STAFF WRITER JENNIFER FIERRO
Falling through the gap in school terms often refers to students falling behind in class and never catching up.
But another gap worried Marble Falls school officials: not having someone to help students, particularly ones considered at-risk, find their paths after graduation.
Gibson Holmes has been tasked with filling that gap.
The Marble Falls Education Foundation hired Holmes as its first-ever career and college advisor. His primary role is to ensure Marble Falls Independent School District students graduate with the confidence to achieve their dreams and be successful, despite their current environment.
“There was a disconnect of students who didn’t want to take the normal path of what’s been promoted – a four-year college degree,” said Pam Parkman, executive director for the Marble Falls Education Foundation, which supports MFISD’s mission with innovative and enriching programs. “Some were falling through the cracks. We want to go and help kids identify and plan for post-secondary training.”
That could mean college, another form of job training, or even the military.
Parkman learned this firsthand. In the past, the mother of two believed the best way to achieve success was with a college degree. That changed as her sons decided their futures. One received scholarships to attend Baylor University. The other, however, chose a different route: a welding program.
Holmes will help Marble Falls school district students figure out their next step after graduation then assist them through processes such as applications for admission, financial aid, and scholarships or filling out other important documents to open doors, Parkman said.
Holmes comes to the Marble Falls Education Foundation from the Gaining Early Awareness and Readiness for Undergraduate Programs (GEAR UP) state grant at the Institute for Public School Initiatives on the University of Texas at Austin campus. He served as a field trainer and college readiness analyst with GEAR UP.
That wasn’t his first foray into post-secondary preparedness. While working at the University of North Florida, he implemented a research-based college access program. He also served as the student financial aide coordinator at UNF.
His background, particularly working with specific groups of students, pushed him to the top of the applicants pile for the foundation job.
“We feel like he’s worked with low socio-economic to high-level students in college settings,” Parkman said. “He helps to create a mindset to think outside the box, to get kids to look at their skill sets and dreams and put them together.”
Megan and Robert Ruff are funding the career and college advisor position for the next three years. The Ruffs see Holmes’ role as one that goes beyond simply telling students they need to be ready for life after high school.
“It’s really getting the kids to understand the whole goal is to launch into a new career,” Robert Ruff said. “After graduation, there should be something for you more than a job.
“We felt like, with a career focus, this is something that could really catch a lot of kids in high school and in middle school and give them a vision of something better they’re willing to work hard for,” he said.

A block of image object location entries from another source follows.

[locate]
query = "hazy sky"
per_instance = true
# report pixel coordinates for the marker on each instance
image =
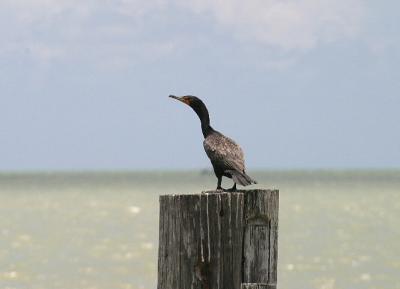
(298, 83)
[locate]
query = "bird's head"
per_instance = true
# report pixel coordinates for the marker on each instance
(190, 100)
(200, 108)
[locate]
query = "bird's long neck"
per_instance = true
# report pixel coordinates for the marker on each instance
(202, 112)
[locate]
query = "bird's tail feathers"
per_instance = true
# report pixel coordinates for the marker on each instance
(241, 178)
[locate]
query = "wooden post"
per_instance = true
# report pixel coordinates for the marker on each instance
(257, 286)
(203, 238)
(260, 245)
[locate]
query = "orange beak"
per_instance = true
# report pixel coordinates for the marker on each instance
(182, 99)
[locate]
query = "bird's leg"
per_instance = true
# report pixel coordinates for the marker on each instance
(233, 189)
(219, 183)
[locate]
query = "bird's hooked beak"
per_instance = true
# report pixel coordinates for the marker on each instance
(182, 99)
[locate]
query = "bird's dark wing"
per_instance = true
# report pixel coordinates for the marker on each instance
(224, 153)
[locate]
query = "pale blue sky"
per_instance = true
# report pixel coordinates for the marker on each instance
(299, 84)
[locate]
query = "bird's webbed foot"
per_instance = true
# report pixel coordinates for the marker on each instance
(233, 189)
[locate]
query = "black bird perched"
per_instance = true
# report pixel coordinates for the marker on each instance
(226, 156)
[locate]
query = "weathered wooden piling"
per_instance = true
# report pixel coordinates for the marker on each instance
(218, 240)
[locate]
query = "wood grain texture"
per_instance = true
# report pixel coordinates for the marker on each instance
(260, 244)
(200, 243)
(218, 240)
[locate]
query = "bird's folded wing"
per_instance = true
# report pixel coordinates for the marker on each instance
(224, 153)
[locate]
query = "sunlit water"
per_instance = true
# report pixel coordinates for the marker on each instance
(100, 230)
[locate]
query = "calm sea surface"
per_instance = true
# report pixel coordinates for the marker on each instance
(337, 230)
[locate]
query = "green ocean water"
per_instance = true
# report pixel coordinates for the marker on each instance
(337, 229)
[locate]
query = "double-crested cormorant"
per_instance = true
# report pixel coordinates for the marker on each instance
(226, 156)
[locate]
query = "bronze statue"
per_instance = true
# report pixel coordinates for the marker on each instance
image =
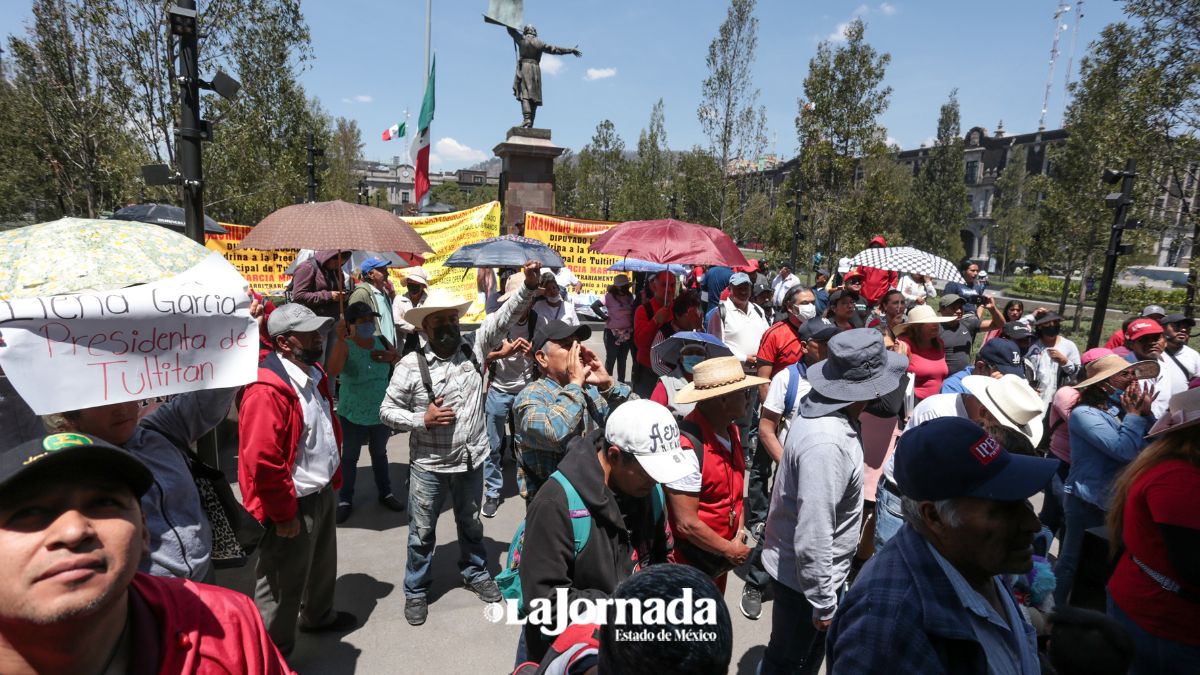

Traditionally, a high school counselor would help students navigate their post-high school paths. But the role of high school counselors has shifted over the past several years, according to Marble Falls Independent School District Superintendent Chris Allen.
When the state changed high school graduation requirements in 2014-15, it added to counselors’ workloads. On top of that, college admissions have become more competitive while the application and financial aid processes are more daunting. And high schools now have more at-risk students who Allen said either aren’t living with parents, are at the poverty level, or are first-generation college students who are in need of financial help but don’t know how to get it.
The career and college advisor can help identify those students and offer them that help.
Allen and Parkman commended the Ruffs for their generosity in funding the position.
“You get great schools when you have great and caring communities,” Allen said.
Holmes’ first official day is July 31.